I also have noticed Assistant running 10x faster than before which is nice.

13 Likes

Such an amazing change, looking forward for more!

2 Likes

Thanks for asking! We’re constantly looking at what comes next and will have more to share soon.

6 Likes

Okay now, I don’t really use AI and I’m not very knowledgeable if this already exists . However 1 thing i definitely would use it for is the meaningless tasks such as importing and renaming x assets, or copying loads of asset ids from decals that i have made, basically the super boring and time consuming tasks.

Sorry if this is poorly worded but I am basically asking if we will ever see assistant gain read only access to our/ groups inventories and creations.

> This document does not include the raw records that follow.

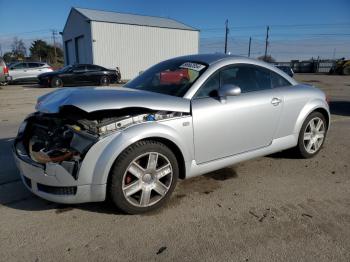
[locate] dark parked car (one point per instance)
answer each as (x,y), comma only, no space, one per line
(80,74)
(287,69)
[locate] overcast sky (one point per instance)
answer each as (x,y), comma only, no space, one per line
(298,29)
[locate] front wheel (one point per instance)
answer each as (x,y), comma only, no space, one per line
(104,81)
(143,177)
(312,135)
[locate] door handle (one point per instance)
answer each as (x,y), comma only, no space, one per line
(276,101)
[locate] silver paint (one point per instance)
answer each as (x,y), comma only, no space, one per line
(214,135)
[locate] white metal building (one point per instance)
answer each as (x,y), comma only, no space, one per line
(131,42)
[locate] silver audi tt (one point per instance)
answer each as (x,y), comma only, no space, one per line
(180,118)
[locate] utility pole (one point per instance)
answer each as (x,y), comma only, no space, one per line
(250,42)
(266,41)
(54,34)
(226,34)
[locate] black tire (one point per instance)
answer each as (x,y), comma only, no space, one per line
(346,70)
(301,147)
(119,174)
(104,81)
(56,82)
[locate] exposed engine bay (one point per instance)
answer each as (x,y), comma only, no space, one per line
(66,137)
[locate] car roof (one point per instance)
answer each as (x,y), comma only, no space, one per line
(214,58)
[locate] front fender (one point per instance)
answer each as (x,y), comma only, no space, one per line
(309,107)
(172,130)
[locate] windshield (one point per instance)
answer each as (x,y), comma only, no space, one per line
(172,77)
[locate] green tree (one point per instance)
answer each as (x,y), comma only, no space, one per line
(39,50)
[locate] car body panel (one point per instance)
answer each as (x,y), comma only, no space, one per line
(237,117)
(212,134)
(109,98)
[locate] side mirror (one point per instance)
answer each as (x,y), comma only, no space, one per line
(228,90)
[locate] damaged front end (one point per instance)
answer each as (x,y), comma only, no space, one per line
(65,138)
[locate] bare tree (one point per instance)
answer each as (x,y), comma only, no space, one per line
(18,48)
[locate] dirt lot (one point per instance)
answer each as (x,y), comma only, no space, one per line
(274,208)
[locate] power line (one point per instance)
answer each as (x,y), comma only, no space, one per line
(226,34)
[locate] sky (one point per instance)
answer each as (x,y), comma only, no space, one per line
(299,29)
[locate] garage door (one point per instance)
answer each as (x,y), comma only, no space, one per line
(80,50)
(69,52)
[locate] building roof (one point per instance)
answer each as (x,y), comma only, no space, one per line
(132,19)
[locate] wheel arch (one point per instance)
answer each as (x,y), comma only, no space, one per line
(316,105)
(120,142)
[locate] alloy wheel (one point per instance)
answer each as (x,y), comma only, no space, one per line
(314,135)
(147,179)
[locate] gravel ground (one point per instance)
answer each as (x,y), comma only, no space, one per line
(274,208)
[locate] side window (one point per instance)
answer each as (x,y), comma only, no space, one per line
(33,65)
(93,68)
(248,77)
(210,87)
(278,81)
(78,69)
(20,66)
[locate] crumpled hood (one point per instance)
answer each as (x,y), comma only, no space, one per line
(107,98)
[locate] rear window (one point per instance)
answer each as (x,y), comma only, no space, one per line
(172,77)
(278,81)
(19,66)
(33,65)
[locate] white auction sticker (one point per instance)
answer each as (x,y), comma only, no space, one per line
(193,66)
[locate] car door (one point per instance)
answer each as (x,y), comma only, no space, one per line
(239,123)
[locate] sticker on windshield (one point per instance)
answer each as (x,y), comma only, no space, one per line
(193,66)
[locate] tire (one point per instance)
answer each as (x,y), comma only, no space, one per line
(104,81)
(346,70)
(134,183)
(56,82)
(309,135)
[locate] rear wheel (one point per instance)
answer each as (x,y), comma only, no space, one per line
(312,135)
(104,81)
(56,82)
(143,177)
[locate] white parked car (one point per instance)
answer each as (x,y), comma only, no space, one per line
(28,71)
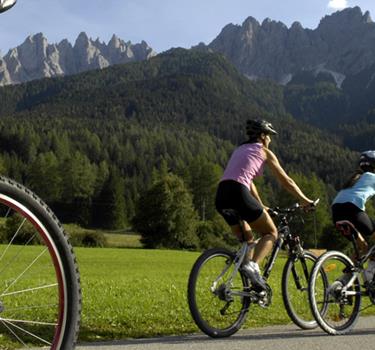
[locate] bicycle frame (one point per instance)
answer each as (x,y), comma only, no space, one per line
(283,235)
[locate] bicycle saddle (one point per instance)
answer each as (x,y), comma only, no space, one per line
(346,228)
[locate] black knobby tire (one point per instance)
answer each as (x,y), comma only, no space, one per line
(294,282)
(205,306)
(334,314)
(40,288)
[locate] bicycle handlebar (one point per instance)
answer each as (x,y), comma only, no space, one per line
(282,211)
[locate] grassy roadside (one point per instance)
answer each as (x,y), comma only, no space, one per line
(131,293)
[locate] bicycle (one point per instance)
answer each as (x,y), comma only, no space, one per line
(40,295)
(220,295)
(335,288)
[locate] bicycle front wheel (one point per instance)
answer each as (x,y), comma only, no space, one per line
(295,281)
(217,294)
(40,298)
(335,309)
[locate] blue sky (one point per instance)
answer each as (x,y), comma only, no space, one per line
(161,23)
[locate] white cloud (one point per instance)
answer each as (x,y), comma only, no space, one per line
(338,4)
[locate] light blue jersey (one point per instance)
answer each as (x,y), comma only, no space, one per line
(358,194)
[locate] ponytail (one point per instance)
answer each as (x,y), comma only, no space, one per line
(353,179)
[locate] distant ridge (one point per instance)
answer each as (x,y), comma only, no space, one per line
(36,58)
(343,44)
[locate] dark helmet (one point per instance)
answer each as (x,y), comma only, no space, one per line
(367,161)
(256,127)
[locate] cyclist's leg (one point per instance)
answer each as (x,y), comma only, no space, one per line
(267,229)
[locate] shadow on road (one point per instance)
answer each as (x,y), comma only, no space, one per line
(246,336)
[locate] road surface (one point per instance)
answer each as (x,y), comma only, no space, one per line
(286,337)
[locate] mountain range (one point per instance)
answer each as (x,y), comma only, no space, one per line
(36,58)
(341,46)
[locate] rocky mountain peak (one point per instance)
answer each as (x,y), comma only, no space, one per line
(342,45)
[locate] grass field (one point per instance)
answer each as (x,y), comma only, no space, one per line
(139,293)
(130,293)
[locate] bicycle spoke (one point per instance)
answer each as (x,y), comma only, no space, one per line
(27,332)
(14,334)
(37,270)
(29,290)
(10,320)
(36,307)
(24,271)
(10,263)
(13,238)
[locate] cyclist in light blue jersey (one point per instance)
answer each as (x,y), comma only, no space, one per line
(349,204)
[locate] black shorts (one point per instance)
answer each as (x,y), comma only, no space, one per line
(233,195)
(348,211)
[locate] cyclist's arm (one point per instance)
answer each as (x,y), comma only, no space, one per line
(255,194)
(287,182)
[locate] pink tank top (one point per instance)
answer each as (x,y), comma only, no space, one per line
(245,163)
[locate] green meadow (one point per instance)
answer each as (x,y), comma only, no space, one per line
(131,293)
(134,292)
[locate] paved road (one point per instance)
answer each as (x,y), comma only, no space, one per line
(270,338)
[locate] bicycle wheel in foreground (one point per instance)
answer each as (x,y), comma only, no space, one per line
(40,297)
(335,310)
(216,301)
(295,282)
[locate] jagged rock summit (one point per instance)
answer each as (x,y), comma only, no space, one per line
(343,44)
(36,59)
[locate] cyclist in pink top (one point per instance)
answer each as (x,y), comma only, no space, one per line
(238,192)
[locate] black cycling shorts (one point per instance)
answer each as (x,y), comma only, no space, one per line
(348,211)
(233,195)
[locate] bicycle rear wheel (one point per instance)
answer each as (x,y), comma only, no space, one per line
(295,282)
(217,301)
(40,299)
(335,311)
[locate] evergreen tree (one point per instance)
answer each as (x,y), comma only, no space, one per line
(110,205)
(165,215)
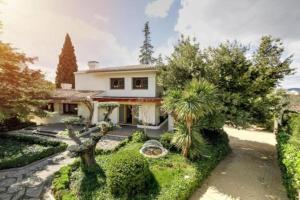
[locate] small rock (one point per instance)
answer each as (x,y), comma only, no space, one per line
(5,196)
(14,188)
(19,195)
(7,182)
(2,189)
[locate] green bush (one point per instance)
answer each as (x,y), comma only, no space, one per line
(61,182)
(139,136)
(128,173)
(20,150)
(289,154)
(165,139)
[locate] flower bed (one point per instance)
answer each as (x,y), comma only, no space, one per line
(20,150)
(173,176)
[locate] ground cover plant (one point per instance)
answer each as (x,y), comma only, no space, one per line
(288,148)
(171,177)
(20,150)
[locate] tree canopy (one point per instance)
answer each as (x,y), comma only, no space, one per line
(67,64)
(243,82)
(146,49)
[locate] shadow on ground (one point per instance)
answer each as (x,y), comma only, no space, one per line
(250,172)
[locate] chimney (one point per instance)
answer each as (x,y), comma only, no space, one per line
(93,65)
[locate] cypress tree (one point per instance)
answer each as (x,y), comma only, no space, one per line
(146,49)
(67,64)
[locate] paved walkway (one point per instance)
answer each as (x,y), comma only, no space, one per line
(250,172)
(32,181)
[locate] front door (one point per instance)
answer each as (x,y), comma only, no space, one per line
(127,114)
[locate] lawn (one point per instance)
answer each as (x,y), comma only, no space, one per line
(20,150)
(174,177)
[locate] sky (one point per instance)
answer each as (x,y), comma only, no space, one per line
(110,31)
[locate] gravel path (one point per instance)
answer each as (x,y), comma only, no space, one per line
(250,172)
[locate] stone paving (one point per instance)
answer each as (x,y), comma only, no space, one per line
(250,172)
(32,181)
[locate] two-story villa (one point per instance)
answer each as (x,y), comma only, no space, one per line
(134,87)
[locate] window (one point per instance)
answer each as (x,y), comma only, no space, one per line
(140,83)
(70,108)
(49,107)
(117,83)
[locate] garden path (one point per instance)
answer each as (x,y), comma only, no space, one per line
(32,181)
(250,172)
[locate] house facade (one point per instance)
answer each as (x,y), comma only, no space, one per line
(133,87)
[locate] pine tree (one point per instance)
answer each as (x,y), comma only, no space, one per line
(67,64)
(146,50)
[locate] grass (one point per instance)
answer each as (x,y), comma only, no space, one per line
(17,151)
(175,177)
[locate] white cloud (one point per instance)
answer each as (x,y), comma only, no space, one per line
(41,33)
(101,18)
(215,21)
(158,8)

Also this does look interesting, I will try it out

6 Likes

I can see how that capability would help. While there isn’t anything to share on that right now, we’re looking systematically about how to help save you time on things like this.

4 Likes

Is there a way to disable it entirely? The reason I ask is because it gets in the way of codex’s own subagents. A few times codex’s subagents will try running the studio mcp subagent, and it will time out.. wasting time.

1 Like

I imagine you can use the cloud APIs alongside some locally running python script to accomplish this (and you could use AI to help accomplish the creation of this).

2 Likes

You can disable the ‘agent’ tool in the MCP tool section of codex. For the playtest agent, specifically, it should only be available to those who opt in to the feature beta. To help us investigate, could you please share whether you’re seeing this for the playtest subagent or the search subagent?

4 Likes

Wouldn’t the best use of a test character be to test multiplayer? These sound like things a developer wouldn’t need an agent to help with.

5 Likes

Yes, we are excited to expand from this to provide multiplayer testing! For now, we hope that this first step can make it easier for those who use agents to help them self-correct their mistakes so you can save time overall on these kinds of tests.

2 Likes

I’m excited for when this lets me test multiplayer (co-op with the AI would be enough) but its in current state this is just gimmicky. The agent failed to use my UI to select a role, then it failed to be able to walk (it kept claiming it couldn’t navigate and then gave up and teleported itself), then it failed to tilt its camera down to press a green button that was literally right in front of it. embarrassing performance.
I’m a vibecoder, but I’m not so far gone i need the machine to literally play my own game for me. i can see this being EXTREMELY useful if i could spin up 5+ agents to test full lobby and emergent mechanics scenarios, so I’m hopeful there will be improvements.

9 Likes

Thank you for sharing this feedback. We appreciate the opportunity to learn about how the beta playtest agent performs in more scenarios so we can improve it. This move to a subagent form will give us more options over time to address the limitations you’re encountering.

4 Likes

I’m not sure, but I don’t have the playtest subagent enabled in beta features so it’s most likely the search subagent. Maybe it was causing issues because it wasn’t fully implemented? The timeout issue happened yesterday a few times.

(Doesn’t time out anymore)

1 Like

Thank you, we’ll investigate to see if we can figure out the underlying cause. Glad to hear it’s better now and to see if something was going on yesterday.

2 Likes

I’m wondering why these AI tools are constantly being released meanwhile things the community has been asking for years don’t even get put into consideration??

6 Likes

This is one of the updates that I really needed but never actually thought of. Give a rise to the person that came up with this.

1 Like